Por Clóvis Gonçalves
A recomposição das alíquotas originais do Imposto sobre
Produtos Industrializados (IPI) ficou fora do pacote fiscal anunciado na semana
passada como um compromisso do governo com a reforma tributária, disse na última segunda-feira (16 de janeiro) o ministro da Fazenda, Fernando Haddad. Em viagem a Davos (Suíça) para
participar do Fórum Econômico Mundial, ele disse que a abrangência e a
manutenção do imposto serão discutidos na proposta de reforma tributária ainda
neste semestre. De acordo com o ministro, a reforma buscará reduzir a carga
tributária para a indústria, que, nas palavras dele, é desproporcional à fatia
do setor no Produto Interno Bruto (PIB, soma dos bens e serviços produzidos).

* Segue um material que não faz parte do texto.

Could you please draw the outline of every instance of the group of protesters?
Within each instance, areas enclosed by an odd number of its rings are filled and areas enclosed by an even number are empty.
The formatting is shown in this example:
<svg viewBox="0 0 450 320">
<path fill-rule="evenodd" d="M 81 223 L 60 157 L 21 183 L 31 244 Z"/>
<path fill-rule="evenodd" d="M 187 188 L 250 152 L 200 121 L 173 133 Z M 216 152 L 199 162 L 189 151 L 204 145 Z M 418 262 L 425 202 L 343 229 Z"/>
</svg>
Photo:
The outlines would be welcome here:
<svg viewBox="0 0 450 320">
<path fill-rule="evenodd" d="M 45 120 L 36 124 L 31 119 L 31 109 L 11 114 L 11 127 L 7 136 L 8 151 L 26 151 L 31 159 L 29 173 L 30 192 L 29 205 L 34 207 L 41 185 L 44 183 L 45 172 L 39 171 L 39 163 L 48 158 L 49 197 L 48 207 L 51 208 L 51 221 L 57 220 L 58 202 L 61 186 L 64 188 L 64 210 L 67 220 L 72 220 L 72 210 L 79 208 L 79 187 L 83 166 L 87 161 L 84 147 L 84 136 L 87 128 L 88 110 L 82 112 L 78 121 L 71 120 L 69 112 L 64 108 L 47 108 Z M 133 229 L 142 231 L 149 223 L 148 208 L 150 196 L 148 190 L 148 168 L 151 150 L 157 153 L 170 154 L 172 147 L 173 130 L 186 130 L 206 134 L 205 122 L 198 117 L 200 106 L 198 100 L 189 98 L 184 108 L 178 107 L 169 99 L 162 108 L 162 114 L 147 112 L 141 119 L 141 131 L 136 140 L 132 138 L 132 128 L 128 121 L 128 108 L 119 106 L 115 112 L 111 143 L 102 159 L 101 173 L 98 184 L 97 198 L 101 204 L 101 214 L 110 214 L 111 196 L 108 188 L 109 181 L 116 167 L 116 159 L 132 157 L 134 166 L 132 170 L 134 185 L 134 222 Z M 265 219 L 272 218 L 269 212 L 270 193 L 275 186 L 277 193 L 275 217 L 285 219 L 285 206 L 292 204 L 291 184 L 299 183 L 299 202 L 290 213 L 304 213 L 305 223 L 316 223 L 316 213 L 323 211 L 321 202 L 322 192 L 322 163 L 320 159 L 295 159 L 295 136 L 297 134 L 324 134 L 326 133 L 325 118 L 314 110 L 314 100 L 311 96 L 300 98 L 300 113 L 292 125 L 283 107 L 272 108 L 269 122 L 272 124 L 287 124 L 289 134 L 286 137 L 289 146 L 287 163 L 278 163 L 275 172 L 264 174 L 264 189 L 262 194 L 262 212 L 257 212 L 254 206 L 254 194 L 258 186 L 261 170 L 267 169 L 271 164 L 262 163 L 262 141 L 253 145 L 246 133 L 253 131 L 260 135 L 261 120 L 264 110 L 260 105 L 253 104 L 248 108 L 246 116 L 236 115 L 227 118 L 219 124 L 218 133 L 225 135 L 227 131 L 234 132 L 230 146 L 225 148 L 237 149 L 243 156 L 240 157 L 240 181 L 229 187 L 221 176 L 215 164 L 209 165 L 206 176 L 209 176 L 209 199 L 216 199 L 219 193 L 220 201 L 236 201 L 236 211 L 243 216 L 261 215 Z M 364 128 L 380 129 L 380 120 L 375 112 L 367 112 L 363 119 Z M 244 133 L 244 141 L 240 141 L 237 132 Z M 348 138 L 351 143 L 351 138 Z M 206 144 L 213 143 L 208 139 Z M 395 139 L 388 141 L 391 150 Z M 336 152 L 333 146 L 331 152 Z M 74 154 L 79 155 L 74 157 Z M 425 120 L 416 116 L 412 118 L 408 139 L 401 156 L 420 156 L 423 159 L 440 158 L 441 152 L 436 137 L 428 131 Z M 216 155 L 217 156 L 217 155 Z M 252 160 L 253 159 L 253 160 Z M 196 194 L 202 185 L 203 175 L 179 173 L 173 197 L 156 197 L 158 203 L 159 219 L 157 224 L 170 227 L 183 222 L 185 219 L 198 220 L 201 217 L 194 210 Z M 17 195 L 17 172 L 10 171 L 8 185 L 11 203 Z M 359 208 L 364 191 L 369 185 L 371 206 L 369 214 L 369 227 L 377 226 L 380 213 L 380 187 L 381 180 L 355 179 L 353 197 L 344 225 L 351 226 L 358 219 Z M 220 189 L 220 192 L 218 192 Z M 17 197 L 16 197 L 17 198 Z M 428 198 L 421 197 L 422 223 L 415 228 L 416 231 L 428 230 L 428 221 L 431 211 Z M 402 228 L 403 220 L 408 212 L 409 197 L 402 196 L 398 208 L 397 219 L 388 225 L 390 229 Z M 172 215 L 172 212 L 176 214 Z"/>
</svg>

“[A reforma tributária] é essencial para buscar a justiça
tributária e para reindustrializar o país. Porque a indústria paga hoje quase
um terço dos tributos no Brasil e responde por 10% da produção. Há um
desequilíbrio muito grande. O caminho é esse”, declarou o ministro na porta do
hotel onde está hospedado no fim do primeiro dia de agenda. Para Haddad, há
maturidade, tanto na Câmara como no Senado, para chegar a um consenso e votar a
reforma tributária ainda neste semestre. O ministro afirmou que o governo tem a
desoneração da indústria como um compromisso e voltou a dizer que o Congresso
se baseará nos dois textos que tiveram a discussão interrompida no governo
passado, um na Câmara e outro no Senado, que têm como base ideias elaboradas
pelo secretário especial da Reforma Tributária, Bernard Appy.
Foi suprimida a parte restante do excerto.